Given are the almost every where smooth, $2\pi $ periodic, absolutely integrable function $f:\mathbb R \to \mathbb C$. In this case we have finite many points $\gamma_1,\dots ,\gamma_n\in [-\pi,\pi)$ where $f$ is not continuous, but every where else is $f$ smooth. We can also assume that the limits $\lim_{h\to 0} f(x\pm h),\: \lim_{h\to0}f'(x\pm h)$ always exists for every $x\in \mathbb R$.
Now I want to show that $$c_k(f):=\frac 1 {2\pi} \int_{-\pi}^{\pi} f(x)e^{-ikx}dx$$
does not decrease faster than $\tfrac 1{|k|}$.
So this is what I tried:
We can define the "sawtooth" function $$V_\gamma(x):=\cases {\tfrac 1 {2\pi}(\gamma -\pi-x)\quad,-\pi<x<\gamma\\\tfrac 1 {2\pi} (\gamma+\pi-x)\quad,\gamma\leq x\leq\pi}$$
which has a jump at $\gamma$ of magnitude $1$. The Fourier coefficients of $V_\gamma$ are given by
$$c_0(V_\gamma)=0,\qquad c_k(V_\gamma)=\tfrac 1 {2\pi i k}e^{-ik\gamma},\quad k=\pm1,\pm2,\dots$$
Let $A_j$ the magnitude of the jump of $f$ at $\gamma_j$, then we can define the $2\pi$ periodic, almost everywhere smooth, absolutely integrable function $g:\mathbb R\to\mathbb C$
$$g(x):=f(x)-\sum_{j=1}^n A_j V_{\gamma_j}(x).$$
We have now that $g$ is also continuously, so we know that $c_k(g)$ decrease faster to zero than $\tfrac 1{|k|}$. We get now by using the Fourier operator (and some small equation manipulation)

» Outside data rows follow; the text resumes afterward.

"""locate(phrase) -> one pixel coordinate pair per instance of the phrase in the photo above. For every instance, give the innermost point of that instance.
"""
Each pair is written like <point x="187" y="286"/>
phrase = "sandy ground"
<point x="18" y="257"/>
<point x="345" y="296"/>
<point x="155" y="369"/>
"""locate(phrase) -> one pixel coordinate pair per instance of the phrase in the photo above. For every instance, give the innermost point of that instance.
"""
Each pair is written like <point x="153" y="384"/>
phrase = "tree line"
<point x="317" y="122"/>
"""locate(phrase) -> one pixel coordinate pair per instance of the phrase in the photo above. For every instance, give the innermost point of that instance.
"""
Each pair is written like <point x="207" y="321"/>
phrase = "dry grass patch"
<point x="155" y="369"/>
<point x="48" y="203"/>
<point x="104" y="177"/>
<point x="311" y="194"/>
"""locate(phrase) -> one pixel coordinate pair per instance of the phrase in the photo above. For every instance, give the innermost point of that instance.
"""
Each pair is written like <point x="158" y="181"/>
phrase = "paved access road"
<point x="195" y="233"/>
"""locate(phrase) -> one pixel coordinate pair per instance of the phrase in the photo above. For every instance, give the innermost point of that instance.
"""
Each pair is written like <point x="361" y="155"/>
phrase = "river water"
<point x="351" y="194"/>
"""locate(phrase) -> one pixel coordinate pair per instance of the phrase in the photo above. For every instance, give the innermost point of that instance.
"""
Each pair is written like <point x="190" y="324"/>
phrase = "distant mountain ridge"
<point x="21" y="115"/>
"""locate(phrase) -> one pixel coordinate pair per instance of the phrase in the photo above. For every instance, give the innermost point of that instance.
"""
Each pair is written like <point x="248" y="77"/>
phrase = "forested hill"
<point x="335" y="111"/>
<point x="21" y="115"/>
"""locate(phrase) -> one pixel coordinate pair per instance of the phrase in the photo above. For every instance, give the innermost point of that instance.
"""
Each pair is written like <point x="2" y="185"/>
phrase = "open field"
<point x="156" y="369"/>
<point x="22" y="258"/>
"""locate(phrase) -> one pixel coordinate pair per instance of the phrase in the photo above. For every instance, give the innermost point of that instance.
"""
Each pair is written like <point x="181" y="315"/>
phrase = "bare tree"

$$c_k(f)=c_k(g)+\tfrac 1 {2\pi i k} \sum_{j=1} A_j e^{-ik\gamma_j}.$$
My Problem is now, that I don't have a good way to show that $\sum_{j=1}^nA_j e^{-ik\gamma_j}$ does not vanish for big $k$. It should be clear since $e^{-ik\gamma _j}$ is a kind of periodic and the $\gamma_j$ are all different to each other, but I don't want to go this way.
So does anyone have an idea how I could show that $\sum_{j=1}^nA_j e^{-ik\gamma_j}$ does not vanish or maybe a total different way to show this?
Best Answer
Take $$H(x)=\sum_k c_k(H) e^{i kx}$$ $2\pi$-periodic, $C^1$ and non-zero at $\gamma_j$ only for $j=1$.
Let $h_m(x)=e^{i m x}H(x)$ so that $$h_m(x)=\sum_k e^{ikx} c_{k-m}(H)$$
If $\lim_{k\to \infty}\sum_{j=1}^nA_j e^{ik\gamma_j}=0$ you'd get that $$|A_1 H(\gamma_1)|=\lim_{m\to \infty}|\sum_{j=1}^n A_j h_m(\gamma_j)|=\lim_{m\to \infty} |\sum_k c_{k-m}(H) \sum_{j=1}^nA_j e^{ik\gamma_j}|=0$$ which is a contradiction.